Ukazuje jak wyglądało życie w Londynie, w 1758 roku. Pozwala wkroczyć w świat wierzeń, przesądów i zabobonów. Przenosi nas się do czasu, kiedy medycyna nie była jeszcze zaawansowana, a choroby leczyło się dostępnymi wtedy środkami, ziołami, roślinami, a makijaż, który wykonywały kobiety, mógł szybko doprowadzić je do śmierci, o czym wtedy jeszcze nie było powszechnie wiadomo.
“Miała pewnie ze trzydzieści pięć lat, jak oceniła Beatrice, choć trudno było dokładnie określić wiek z powodu bladości jej twarzy, która przypominała maskę. Ten efekt został zapewnie osiągnięty przez nałożenie grubej warstwy pasty ołowiowej, a dwa rumieńczyki musiały wyć wymalowane cynobrem (…). Beatrice zdawała sobie sprawę, że ona sama, dużo pracując w ogródku warzywnym na plebanii, ma twarz niemodnie opaloną, niczym prosta wieśniaczka. Ale wiedziała też, że jeśli do organizmu zbyt długo wnika przez skórę ołów, może to być zabójcze, i że wiele modnych młodych kobiet zmarło przez stałe stosowanie takiego makijażu. A cynober był nawet bardziej toksyczny. Robiło się go z siarczku rtęci.”
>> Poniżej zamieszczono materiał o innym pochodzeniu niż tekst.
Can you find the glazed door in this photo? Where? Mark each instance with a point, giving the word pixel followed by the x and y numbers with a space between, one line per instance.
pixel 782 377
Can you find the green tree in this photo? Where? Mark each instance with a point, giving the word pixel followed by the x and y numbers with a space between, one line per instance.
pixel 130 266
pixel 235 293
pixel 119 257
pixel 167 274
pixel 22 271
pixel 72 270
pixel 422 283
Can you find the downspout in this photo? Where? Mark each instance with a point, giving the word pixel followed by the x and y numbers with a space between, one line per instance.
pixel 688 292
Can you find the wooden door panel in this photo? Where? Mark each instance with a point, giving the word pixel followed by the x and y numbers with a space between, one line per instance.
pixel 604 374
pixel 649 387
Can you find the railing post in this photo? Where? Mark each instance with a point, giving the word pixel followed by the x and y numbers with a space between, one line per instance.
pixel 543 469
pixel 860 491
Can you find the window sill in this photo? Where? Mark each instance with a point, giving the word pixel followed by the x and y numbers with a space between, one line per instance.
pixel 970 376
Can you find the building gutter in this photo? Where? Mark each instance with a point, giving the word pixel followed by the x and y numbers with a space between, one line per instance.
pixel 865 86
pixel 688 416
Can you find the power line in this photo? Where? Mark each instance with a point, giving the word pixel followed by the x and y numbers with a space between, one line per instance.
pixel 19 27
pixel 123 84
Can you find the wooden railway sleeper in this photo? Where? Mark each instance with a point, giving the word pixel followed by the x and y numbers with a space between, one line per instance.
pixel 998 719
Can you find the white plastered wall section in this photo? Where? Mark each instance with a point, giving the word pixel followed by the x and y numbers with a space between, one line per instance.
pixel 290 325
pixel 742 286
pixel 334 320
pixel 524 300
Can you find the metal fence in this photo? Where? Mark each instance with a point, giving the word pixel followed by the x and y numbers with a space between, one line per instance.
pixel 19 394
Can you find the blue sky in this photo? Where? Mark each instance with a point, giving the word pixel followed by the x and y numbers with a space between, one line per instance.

Główną bohaterką książki “Sabat czarownic” Grahama Mastertona jest Beatrice, córka aptekarza, która po stracie męża, a później zaginieniu syna, musiała się przeprowadzić do przytułku dla upadłych kobiet imienia Świętej Marii Magdaleny. Miała tam dbać o podopieczne, leczyć je i zapobiegać chorobom. To zajęcie pozwoliło jej zapewnić sobie i córce jedzenie oraz dach nad głową, a także dało jej poczucie misji. Kobieta szybko poczuła więź ze swoimi podopiecznymi.
Kobiety, które trafiały do przytułka często miały możliwość podjęcia pracy, żeby wrócić na dobrą drogę i nauczyć się o siebie dbać. Pewnego dnia okazało się, że kontakt z kobietami, które zostały wybrane do pracy, urwał się. Nie umknęło to czujnym oczom Beatrice, która postanowiła dowiedzieć się, co się z nimi stało…
Zdanie kobiet niewiele znaczyło
W VIII-wiecznej Anglii kobiety nie mogły wykonywać wielu pracy, a ich zdanie kobiet niewiele znaczyło. Wystarczyło, że coś nie spodobało się mężczyznom w ich otoczeniu, by zyskać miano “czarownicy” lub zostać oskarżoną o służenie diabłu. Beatrice była wykształconą kobietą, ciężko jej było uwierzyć, że wydarzenia, które miały miejsca po zaginięciu kobiet, to dzieło szatana. Czy kobiecie uda się rozwiązać zagadkę?
Powieść “Sabat czarownic” Grahama Mastertona, to połączenie horroru, thrillera i powieści detektywistycznej. Liczne obrazowe opisy ulic, budynków, strojów kobiet, a nawet receptur leków i eksperymentów czy łączenia ziół, które miały złagodzić ból w chorobie i leczyć, pomagają całkowicie zagłębić się w realia VIII-wiecznej Anglii i poznać warunki życia, jakie tam wtedy panowały. Żebrzące małe dzieci na ulicach, które wcześnie straciły matki, prostytutki stojące w bramach miast, bieda i ubóstwo. Bestialstwo, które dało się zobaczyć na ulicach — rabunki, męczenie zwierząt, które były wówczas traktowane jako istoty nie mające uczuć (miały jedynie bawić człowieka i zapewnić mu pożywienie). Strach przed chorobami — ludzie często nie dożywali 25–30 lat.
Książka jest interesująca i trzymająca w napięciu, pełna brutalnych opisów. To pozycja dla ludzi o mocnych nerwach. Wielokrotnie odkładałam ją na półkę, by później ponownie do niej wrócić i dowiedzieć się jak skończy się ta historia. Jeśli lubisz powieści kryminalne lub detektywistyczne lub interesuje Cię obraz VIII-wiecznej Anglii, ta książka może Ci się spodobać.
Dziękuję wydawnictwu Albatros za możliwość przeczytania książki.